The above map tracks shale gas boom in the United States. Click around the map to see where energy companies are using hydraulic fracturing, or fracking, to force tightly trapped oil and gas from the fine-grained sedimentary rocks known as shale. You can explore which states are leading production, which companies are involved, and zoom in to see wells in a local area. For each state, data shows production rates since 2009.
Rapidly increasing production from shales has transformed the world's energy landscape in recent years. For better or worse, it is a combination of relatively high oil prices and technology that have paved the way—primarily horizontal drilling and fracking, but also advances in 3D seismic imaging, sensors, and other innovations.
These innovations are not without controversy. Fracking a single well may involve millions of gallons of fluid, which has numerous opportunities to leak or spill into sensitive habitats and water supplies before, during and after the actual fracturing takes place. Injecting these large amounts of fluid underground can also trigger earthquakes.
The types of hydrocarbons targeted at different wells depends on the particular mix of crude oil, natural gas, natural gas liquids such as ethane (used to make plastics) and propane, and other resources present in the shale, as well as relative fuel prices. Natural gas offers the benefit of producing less carbon dioxide than coal or oil, but a question mark looms over its advantage from a climate perspective. Methane, a potent greenhouse gas and the main component of natural gas, is known to leak throughout natural gas operations, although the precise amount remains uncertain.

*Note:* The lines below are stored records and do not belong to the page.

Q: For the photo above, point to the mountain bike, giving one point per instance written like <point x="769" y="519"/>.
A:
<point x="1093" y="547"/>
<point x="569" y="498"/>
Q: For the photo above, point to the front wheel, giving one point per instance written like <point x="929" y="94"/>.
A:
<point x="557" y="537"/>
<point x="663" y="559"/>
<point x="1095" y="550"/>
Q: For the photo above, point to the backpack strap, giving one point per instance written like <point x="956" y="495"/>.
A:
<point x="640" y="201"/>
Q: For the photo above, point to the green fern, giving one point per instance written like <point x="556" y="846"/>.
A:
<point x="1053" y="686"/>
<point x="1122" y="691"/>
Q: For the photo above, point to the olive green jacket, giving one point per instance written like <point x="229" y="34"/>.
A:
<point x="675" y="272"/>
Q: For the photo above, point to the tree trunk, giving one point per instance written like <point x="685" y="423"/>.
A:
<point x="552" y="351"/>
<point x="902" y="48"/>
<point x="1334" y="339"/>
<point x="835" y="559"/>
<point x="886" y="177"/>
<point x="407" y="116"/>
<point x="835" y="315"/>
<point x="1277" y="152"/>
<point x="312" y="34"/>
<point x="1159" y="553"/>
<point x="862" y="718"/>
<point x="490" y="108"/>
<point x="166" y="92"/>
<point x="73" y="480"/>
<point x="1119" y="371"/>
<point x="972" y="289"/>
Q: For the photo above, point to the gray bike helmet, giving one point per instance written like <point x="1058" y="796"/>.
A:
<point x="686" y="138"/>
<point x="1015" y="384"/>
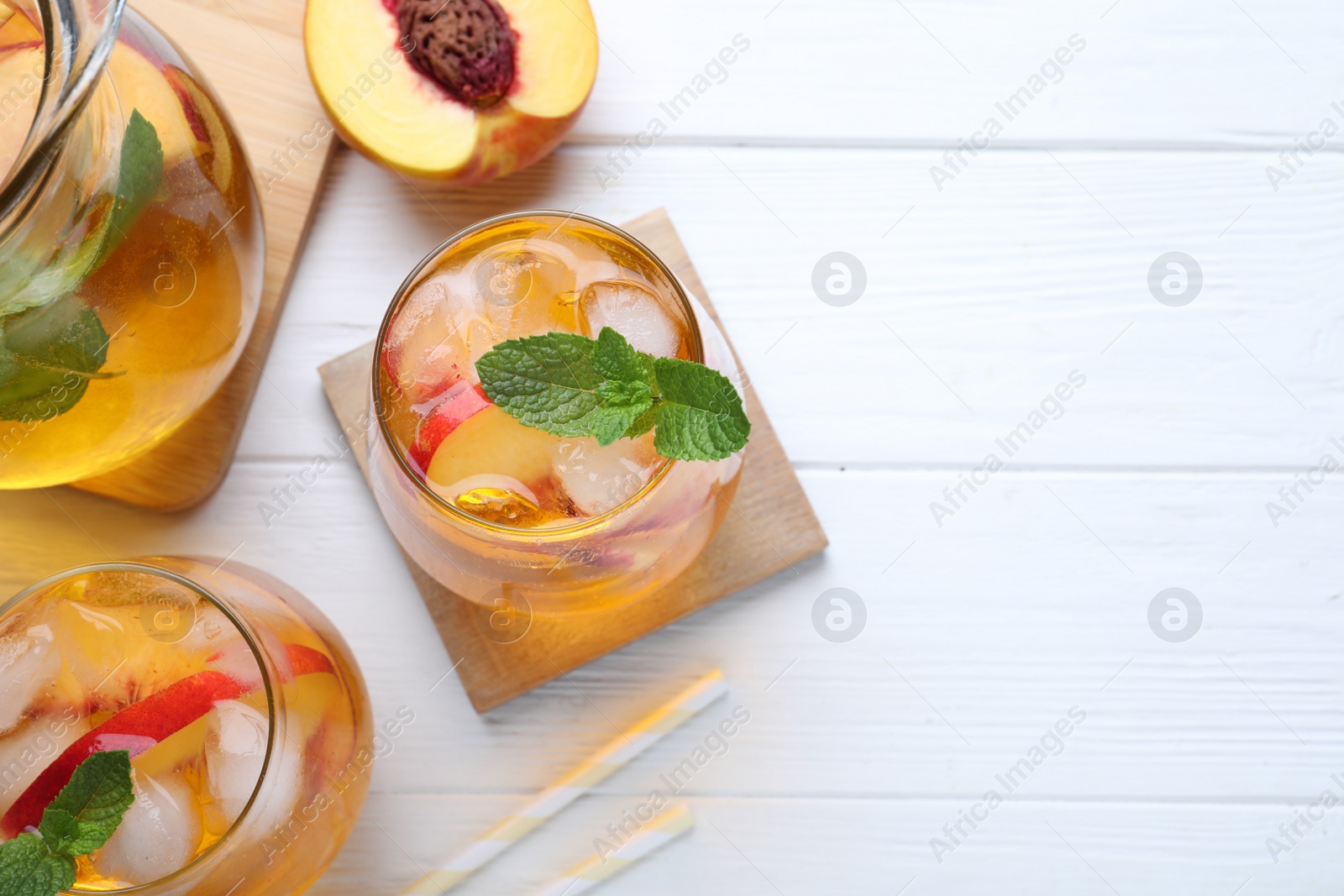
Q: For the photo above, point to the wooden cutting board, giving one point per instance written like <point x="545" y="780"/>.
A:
<point x="252" y="54"/>
<point x="768" y="531"/>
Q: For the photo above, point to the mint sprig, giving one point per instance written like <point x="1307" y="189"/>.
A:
<point x="573" y="385"/>
<point x="51" y="344"/>
<point x="82" y="817"/>
<point x="138" y="179"/>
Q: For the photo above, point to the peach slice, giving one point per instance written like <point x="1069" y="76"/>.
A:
<point x="445" y="419"/>
<point x="461" y="92"/>
<point x="18" y="29"/>
<point x="143" y="726"/>
<point x="141" y="85"/>
<point x="20" y="85"/>
<point x="490" y="443"/>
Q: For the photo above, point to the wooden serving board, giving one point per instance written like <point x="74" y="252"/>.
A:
<point x="252" y="54"/>
<point x="769" y="528"/>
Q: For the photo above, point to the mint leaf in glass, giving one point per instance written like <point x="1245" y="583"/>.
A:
<point x="47" y="358"/>
<point x="701" y="414"/>
<point x="29" y="868"/>
<point x="87" y="812"/>
<point x="29" y="281"/>
<point x="138" y="181"/>
<point x="51" y="345"/>
<point x="575" y="385"/>
<point x="82" y="817"/>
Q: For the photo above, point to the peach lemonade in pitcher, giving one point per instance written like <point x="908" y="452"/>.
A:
<point x="555" y="416"/>
<point x="131" y="241"/>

Nationally, an estimated 40 percent of natural gas produced last year came from shales. According to the latest estimates from the U.S. Energy Information Administration, nearly a third of all natural gas resources globally are believed to exist in shale formations. Although considerable uncertainty surrounds just how much natural gas can and will be recovered from shale formations, it's possible the boom has legs. The EIA expects shale gas production to more than double by 2040.